In their never-ending quest to eavesdrop on you, the NSA now wants to mandate that all encrypted communications must allow them access. As Joel Hruska explains in an article in Extreme Tech, there are many reasons why this will not work. The two big ones are that it isn’t possible to guarantee only authorized government agents will use the access, and because we currently have no effective means of oversight and accountability.
Dean Landsman recently posed the question “how does one go about preventing/protecting or just enabling security against such intrusion?” The only answer is to do so in the legislature and in the various international bodies. If the NSA proposals and others of its ilk become law, products like Blackphone and Qredo will become illegal. However, this will not stop criminals from using crypto that the government cannot break and which is readily available. It is true in the most literal sense that when unbreakable crypto is outlawed, only outlaws will have unbreakable crypto.
Considering the triviality of obtaining unbreakable crypto, only law-abiding citizens will use the NSA-accessbile stuff. Combine that with the power imbalance inherent in such a scheme and the inevitable conclusion is this:
Of all possible uses to which such a law can be put, the only ones we can predict with 100% confidence to be implemented are those that abuse the privacy of law-abiding citizens.
The corollary to this is that the higher value a criminal target, the more likely they are to use readily available unbreakable crypto. That means the people the government most wants to catch are those least likely to be vulnerable to eavesdropping if the proposed legislation is enacted. Such a law would be unfit for its stated purpose. It would be broken at birth, defective by design.
There are a few possible technological controls that can be imposed. For example, when using blinded tokens it is possible to design them in such a way that they can be un-blinded but doing so is detectable. It is doubtful any government would agree to using that technology though, since their investigation would revealed immediately upon the unblinding of the token.
However, even if enforceable accountability were implemented as a compromise, the government’s strategy could be to simply unblind everything. Sort of a mass Denial-of-Privacy attack. Or perhaps a Denial-of-Privacy-Enhancement (DOPE) attack if you want the acronym to accurately describe the people who would do such a thing.

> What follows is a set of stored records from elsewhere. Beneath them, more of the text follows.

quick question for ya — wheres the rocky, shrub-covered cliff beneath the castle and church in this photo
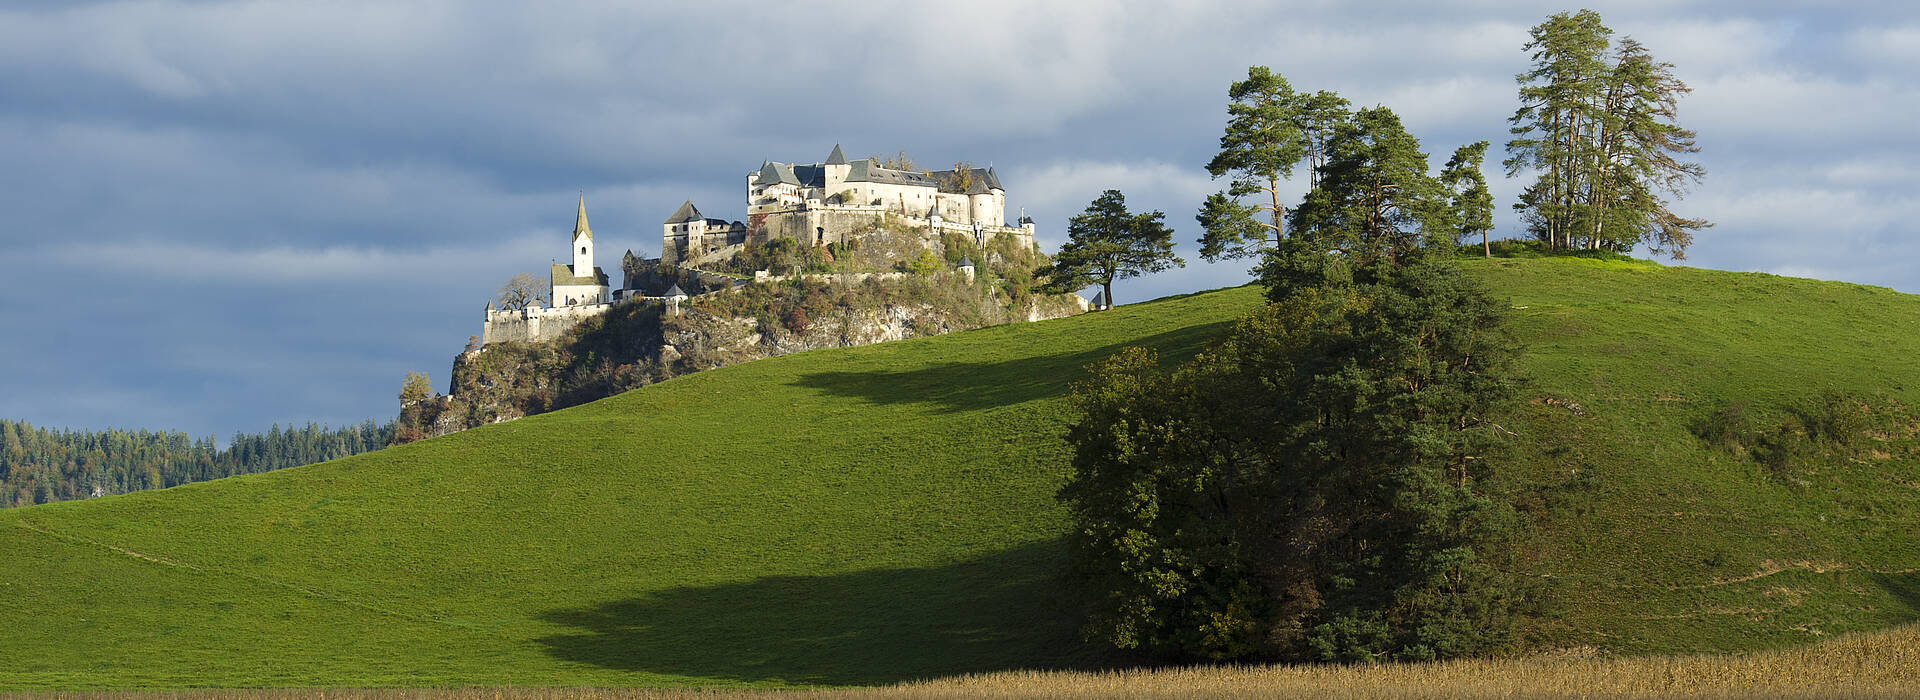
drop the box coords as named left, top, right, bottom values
left=397, top=234, right=1083, bottom=441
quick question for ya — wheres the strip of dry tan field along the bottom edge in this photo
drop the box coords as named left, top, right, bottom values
left=6, top=625, right=1920, bottom=700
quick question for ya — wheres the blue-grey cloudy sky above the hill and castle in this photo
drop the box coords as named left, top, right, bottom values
left=0, top=0, right=1920, bottom=437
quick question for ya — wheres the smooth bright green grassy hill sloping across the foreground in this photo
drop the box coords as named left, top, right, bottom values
left=0, top=259, right=1920, bottom=688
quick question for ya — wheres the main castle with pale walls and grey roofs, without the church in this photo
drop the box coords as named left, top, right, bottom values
left=660, top=144, right=1033, bottom=265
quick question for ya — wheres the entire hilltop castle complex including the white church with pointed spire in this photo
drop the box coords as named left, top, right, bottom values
left=480, top=144, right=1033, bottom=345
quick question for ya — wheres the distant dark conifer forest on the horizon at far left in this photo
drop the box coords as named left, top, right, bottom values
left=0, top=418, right=394, bottom=508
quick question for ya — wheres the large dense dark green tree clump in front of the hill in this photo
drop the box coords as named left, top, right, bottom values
left=1060, top=73, right=1526, bottom=662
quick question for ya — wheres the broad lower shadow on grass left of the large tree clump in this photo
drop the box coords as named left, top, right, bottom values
left=540, top=541, right=1077, bottom=685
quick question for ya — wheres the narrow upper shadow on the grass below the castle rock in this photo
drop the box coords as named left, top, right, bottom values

This also illustrates one of the primary weapons brought to bear against personal liberty around the world: fatigue. All that is necessary to pass such laws is to keep submitting them to the legislature. The people impacted will object the first time. A few less of them the second time. When it comes down to just the die-hard activists, the legislature can be confident they are one bill away from victory.
Thomas Jefferson once said “The tree of liberty must be refreshed from time to time with the blood of patriots and tyrants.” That was before digital communications were invented. Can we perhaps try to refresh the tree of liberty with a call or FAX to our representative before we go off and start killing people?